The AI collaboration phase employs structured prompting that provides comprehensive context while maintaining educational focus. Effective prompting requires context setting that informs AI about educational goals, student audience, and curriculum integration requirements. Scenario specification describes the type of cybersecurity incident, organizational context, and complexity level appropriate for learning objectives. Artifact requirements specify the types of realistic materials students will need to analyze, such as logs, emails, reports, and social media. Character development requests consistent professional personas that can appear across multiple related cases.

Quality Assurance Framework

AI-generated content requires systematic review to ensure educational effectiveness and professional authenticity. Technical accuracy review verifies that generated scenarios reflect current cybersecurity practices, tools, and procedures. Educational alignment confirms that case study elements support stated learning objectives and skill development. Narrative consistency checks character development, organizational details, and timeline coherence across multiple scenarios. Professional realism validates that workplace dynamics, communication patterns, and decision-making processes mirror actual cybersecurity practice.

Cognitive-load-alertAI Content Review Requirements

AI-generated content requires more systematic review than human-authored materials because AI may produce technically accurate but educationally inappropriate complexity, or create realistic-seeming scenarios that don’t actually reflect professional practice.

The quality assurance process follows systematic verification procedures. Professional review involves practicing cybersecurity professionals verifying technical accuracy and workplace realism. Educational review confirms that all content elements serve clear learning purposes. Student testing pilots AI-generated cases with target student populations to identify comprehension barriers. Iterative improvement uses feedback to refine both individual cases and AI collaboration approaches.

Practical Implementation with Real Examples

The following example demonstrates how structured AI collaboration produces sophisticated educational content. This is the actual initial prompt used to develop the BELLATOR case study for the Cyber Dimensions textbook, designed to accompany a module on cyber warfare.

Evidence-baseReal Development Example

This prompt successfully generated a comprehensive case study covering cyber warfare ethics, autonomous AI weapons, and international law that has been used successfully with hundreds of cybersecurity students. This doesn’t mean the case study is finished after submitting this prompt! Rather, it’s the beginning of a collaborative project between you as the expert and the AI as the workhorse.

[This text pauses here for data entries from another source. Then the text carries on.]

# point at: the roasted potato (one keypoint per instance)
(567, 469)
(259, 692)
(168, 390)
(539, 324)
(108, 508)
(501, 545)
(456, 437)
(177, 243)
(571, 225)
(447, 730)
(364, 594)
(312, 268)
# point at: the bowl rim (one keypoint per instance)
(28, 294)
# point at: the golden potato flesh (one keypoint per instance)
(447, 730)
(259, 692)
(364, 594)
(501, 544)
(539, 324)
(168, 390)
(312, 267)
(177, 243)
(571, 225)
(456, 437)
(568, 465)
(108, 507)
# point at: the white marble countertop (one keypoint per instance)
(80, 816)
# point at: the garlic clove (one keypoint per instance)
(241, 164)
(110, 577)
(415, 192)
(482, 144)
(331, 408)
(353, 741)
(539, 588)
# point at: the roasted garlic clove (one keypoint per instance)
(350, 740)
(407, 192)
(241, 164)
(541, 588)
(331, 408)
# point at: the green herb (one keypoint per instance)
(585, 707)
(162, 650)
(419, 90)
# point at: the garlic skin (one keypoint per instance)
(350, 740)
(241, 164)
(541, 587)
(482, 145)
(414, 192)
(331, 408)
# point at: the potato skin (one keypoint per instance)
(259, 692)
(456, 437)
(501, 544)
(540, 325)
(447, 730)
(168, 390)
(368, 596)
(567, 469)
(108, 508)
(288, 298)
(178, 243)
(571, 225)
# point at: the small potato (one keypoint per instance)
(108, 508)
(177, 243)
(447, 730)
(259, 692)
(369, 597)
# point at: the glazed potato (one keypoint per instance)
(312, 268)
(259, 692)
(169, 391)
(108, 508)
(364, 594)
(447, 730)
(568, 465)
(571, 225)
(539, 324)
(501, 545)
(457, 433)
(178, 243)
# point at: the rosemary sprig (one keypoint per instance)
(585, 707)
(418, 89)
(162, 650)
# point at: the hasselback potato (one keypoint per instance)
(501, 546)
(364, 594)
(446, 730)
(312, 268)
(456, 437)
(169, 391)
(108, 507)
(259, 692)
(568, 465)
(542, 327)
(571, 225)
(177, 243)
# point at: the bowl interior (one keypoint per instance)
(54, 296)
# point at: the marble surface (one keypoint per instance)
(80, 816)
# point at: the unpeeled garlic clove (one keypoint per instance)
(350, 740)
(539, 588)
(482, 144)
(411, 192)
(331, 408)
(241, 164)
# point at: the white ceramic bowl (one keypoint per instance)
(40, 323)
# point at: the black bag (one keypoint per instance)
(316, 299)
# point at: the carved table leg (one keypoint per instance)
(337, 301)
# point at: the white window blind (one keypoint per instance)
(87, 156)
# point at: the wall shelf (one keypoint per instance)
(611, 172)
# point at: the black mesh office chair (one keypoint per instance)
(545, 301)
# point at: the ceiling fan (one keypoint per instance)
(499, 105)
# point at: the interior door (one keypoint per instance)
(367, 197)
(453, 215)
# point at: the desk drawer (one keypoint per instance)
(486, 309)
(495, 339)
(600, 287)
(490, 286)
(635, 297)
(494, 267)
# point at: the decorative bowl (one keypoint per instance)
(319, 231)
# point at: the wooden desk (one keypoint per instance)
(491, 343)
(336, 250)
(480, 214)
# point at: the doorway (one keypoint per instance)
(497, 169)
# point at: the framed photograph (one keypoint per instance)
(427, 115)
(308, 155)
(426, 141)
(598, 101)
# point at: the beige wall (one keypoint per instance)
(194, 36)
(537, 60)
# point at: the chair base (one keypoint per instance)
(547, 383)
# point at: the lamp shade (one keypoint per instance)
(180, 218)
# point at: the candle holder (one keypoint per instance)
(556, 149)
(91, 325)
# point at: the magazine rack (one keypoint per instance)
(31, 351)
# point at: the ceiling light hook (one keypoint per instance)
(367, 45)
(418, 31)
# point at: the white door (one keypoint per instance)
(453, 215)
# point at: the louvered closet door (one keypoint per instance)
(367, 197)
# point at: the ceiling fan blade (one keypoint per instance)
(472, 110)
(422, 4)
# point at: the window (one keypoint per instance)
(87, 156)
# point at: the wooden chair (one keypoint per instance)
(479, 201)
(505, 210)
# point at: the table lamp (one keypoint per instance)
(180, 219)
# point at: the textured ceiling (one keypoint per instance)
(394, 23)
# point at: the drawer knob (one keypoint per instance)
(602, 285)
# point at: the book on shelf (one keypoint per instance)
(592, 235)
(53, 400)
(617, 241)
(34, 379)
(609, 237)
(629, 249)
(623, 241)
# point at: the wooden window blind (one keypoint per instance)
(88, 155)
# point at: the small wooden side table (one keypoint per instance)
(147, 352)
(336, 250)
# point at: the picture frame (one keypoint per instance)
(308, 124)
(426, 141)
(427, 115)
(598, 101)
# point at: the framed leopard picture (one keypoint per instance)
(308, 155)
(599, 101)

BELLATOR Case Study Development Prompt

# Prompt for LLM

It's time to create the fictitious case study/scenario for the module on cyber warfare. The main focus should be on the ethics of autonomous AI weapons and the legal and policy considerations in international relations.

I've provided other case studies as attachments and I'm providing the module lecture with the full module lecture notes and learning objectives. Please ask me any clarifying questions before you start building the case study.

Here is the information to get you started:

## Learning Objectives

By engaging with this multilayered scenario, you will have the opportunity to:

1. Gain a foundational understanding of Jus In Bello and Jus Ad Bellum, and their relevance to cyber operations.
2. Learn about the Hague and Geneva Conventions and their applications to cybersecurity.
3. Understand the principles and guidelines set forth in the Tallinn Manual and its role in cyber warfare.
4. Analyze the specific U.S. laws governing cyber operations, distinguishing between offensive and defensive operations.
5. Explore emerging cyber-related elements such as artificial intelligence and quantum encryption.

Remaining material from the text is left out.